Re: [PATCH v2 0/5] Fun with cpp word regex

Johannes Sixt <j6t@xxxxxxxx> · Sat, 9 Oct 2021 00:11:43 +0200

Am 08.10.21 um 22:07 schrieb Ævar Arnfjörð Bjarmason:
>  * I wonder if it isn't time to split up "cpp" into a "c" driver,
>    e.g. git.git's .gitattributes has "cpp" for *.[ch] files, but as C++
>    adds more syntax sugar.
> 
>    So e.g. if you use "<=>" after this series we'll tokenize it
>    differently in *.c files, but it's a C++-only operator, on the other
>    hand probably nobody cares that much...

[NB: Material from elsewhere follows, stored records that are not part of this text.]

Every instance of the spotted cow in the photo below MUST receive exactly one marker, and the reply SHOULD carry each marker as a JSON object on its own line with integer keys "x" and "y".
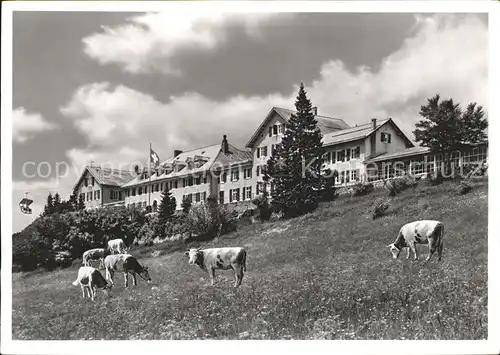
{"x": 220, "y": 258}
{"x": 419, "y": 232}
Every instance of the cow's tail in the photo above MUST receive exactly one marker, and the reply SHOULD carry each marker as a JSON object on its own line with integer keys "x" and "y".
{"x": 441, "y": 234}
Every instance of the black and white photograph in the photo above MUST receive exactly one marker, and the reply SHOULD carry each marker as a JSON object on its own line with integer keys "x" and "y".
{"x": 249, "y": 171}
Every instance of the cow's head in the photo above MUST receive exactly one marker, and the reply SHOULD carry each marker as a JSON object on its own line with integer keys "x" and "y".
{"x": 195, "y": 256}
{"x": 145, "y": 274}
{"x": 394, "y": 250}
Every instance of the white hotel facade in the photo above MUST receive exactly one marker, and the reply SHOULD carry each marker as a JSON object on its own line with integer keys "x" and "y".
{"x": 360, "y": 153}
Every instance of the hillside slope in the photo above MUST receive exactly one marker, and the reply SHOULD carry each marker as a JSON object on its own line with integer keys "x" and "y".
{"x": 326, "y": 275}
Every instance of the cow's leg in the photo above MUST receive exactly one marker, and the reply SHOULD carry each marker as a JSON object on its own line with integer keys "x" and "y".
{"x": 109, "y": 276}
{"x": 414, "y": 250}
{"x": 91, "y": 290}
{"x": 239, "y": 275}
{"x": 212, "y": 276}
{"x": 234, "y": 274}
{"x": 432, "y": 248}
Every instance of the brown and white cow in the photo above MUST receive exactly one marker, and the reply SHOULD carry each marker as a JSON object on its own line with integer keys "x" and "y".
{"x": 95, "y": 254}
{"x": 419, "y": 232}
{"x": 117, "y": 246}
{"x": 220, "y": 258}
{"x": 91, "y": 279}
{"x": 125, "y": 263}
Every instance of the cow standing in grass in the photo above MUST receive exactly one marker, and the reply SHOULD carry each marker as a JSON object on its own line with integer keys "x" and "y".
{"x": 91, "y": 279}
{"x": 419, "y": 232}
{"x": 95, "y": 254}
{"x": 117, "y": 246}
{"x": 125, "y": 263}
{"x": 220, "y": 258}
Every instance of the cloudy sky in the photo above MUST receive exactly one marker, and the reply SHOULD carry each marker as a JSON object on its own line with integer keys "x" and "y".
{"x": 102, "y": 86}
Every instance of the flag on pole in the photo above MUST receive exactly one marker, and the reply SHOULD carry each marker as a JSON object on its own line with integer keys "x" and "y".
{"x": 154, "y": 158}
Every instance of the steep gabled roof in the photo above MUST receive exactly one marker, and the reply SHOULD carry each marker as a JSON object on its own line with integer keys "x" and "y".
{"x": 213, "y": 153}
{"x": 325, "y": 124}
{"x": 235, "y": 156}
{"x": 107, "y": 176}
{"x": 405, "y": 153}
{"x": 360, "y": 132}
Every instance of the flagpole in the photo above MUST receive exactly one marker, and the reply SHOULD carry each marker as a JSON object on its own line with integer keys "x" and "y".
{"x": 149, "y": 173}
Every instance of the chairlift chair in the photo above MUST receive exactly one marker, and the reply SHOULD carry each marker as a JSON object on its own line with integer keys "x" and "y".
{"x": 24, "y": 205}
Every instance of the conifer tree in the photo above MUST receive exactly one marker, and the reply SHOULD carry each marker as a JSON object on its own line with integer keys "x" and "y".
{"x": 167, "y": 207}
{"x": 49, "y": 205}
{"x": 294, "y": 169}
{"x": 446, "y": 128}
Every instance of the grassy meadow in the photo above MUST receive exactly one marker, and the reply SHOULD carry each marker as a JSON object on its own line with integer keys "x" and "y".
{"x": 325, "y": 275}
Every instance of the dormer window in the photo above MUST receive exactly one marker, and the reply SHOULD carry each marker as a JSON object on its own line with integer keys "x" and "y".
{"x": 385, "y": 137}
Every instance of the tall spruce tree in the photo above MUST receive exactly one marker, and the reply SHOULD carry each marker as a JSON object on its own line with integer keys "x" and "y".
{"x": 446, "y": 128}
{"x": 294, "y": 169}
{"x": 73, "y": 201}
{"x": 186, "y": 205}
{"x": 49, "y": 205}
{"x": 167, "y": 207}
{"x": 81, "y": 202}
{"x": 57, "y": 203}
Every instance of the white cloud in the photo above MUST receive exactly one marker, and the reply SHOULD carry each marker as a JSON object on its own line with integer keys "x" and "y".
{"x": 148, "y": 42}
{"x": 25, "y": 125}
{"x": 445, "y": 55}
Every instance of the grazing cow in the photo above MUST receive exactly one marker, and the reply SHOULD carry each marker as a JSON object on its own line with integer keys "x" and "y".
{"x": 95, "y": 254}
{"x": 220, "y": 258}
{"x": 91, "y": 279}
{"x": 125, "y": 263}
{"x": 419, "y": 232}
{"x": 117, "y": 246}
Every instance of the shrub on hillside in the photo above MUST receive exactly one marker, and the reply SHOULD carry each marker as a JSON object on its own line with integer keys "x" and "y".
{"x": 362, "y": 189}
{"x": 264, "y": 207}
{"x": 147, "y": 234}
{"x": 435, "y": 178}
{"x": 207, "y": 221}
{"x": 398, "y": 185}
{"x": 472, "y": 170}
{"x": 464, "y": 188}
{"x": 186, "y": 205}
{"x": 380, "y": 209}
{"x": 73, "y": 232}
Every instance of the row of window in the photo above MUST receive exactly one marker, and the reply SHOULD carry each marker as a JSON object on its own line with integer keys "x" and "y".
{"x": 89, "y": 181}
{"x": 343, "y": 155}
{"x": 198, "y": 197}
{"x": 347, "y": 176}
{"x": 235, "y": 175}
{"x": 96, "y": 195}
{"x": 385, "y": 137}
{"x": 276, "y": 129}
{"x": 236, "y": 195}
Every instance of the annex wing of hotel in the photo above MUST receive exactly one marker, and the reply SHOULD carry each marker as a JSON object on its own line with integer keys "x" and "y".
{"x": 360, "y": 153}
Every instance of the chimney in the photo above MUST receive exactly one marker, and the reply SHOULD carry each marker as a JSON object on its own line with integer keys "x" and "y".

Yes, it is that: <=> won't appear in a correct C file (outside of
comments), so no-one will care. As far as tokenization is concerned, C
is a subset of C++. I don't think we need to separate the drivers.

>  * I found myself back-porting some of your tests (manually mostly),
>    maybe you disagree, but in cases like 123'123, <=> etc. I'd find it
>    easier to follow if we first added the test data, and then the
>    changed behavior.
> 
>    Because after all, we're going to change how we highlight existing
>    data, so testing for that would be informative.

Good point. I'll work a bit more on that.

>  * This pre-dates your much improved tests, but these test files could
>    really use some test comments, as in:
> 
>    /* Now that we're going to understand the "'" character somehow, will any of this change? */
>    /* We haven't written code like this since the 1960's ... */
>    /* Run & free */
> 
>    I.e. we don't just highlight code the compiler likes to eat, but also
>    comments. So particularly for smaller tokens that also occur in
>    natural language like "'" and "&" are we getting expected results?

Comments are free text. Anything can happen. There is no such thing as
"correct tokenization" in comments. Not interested.

Thank you for the review.
-- Hannes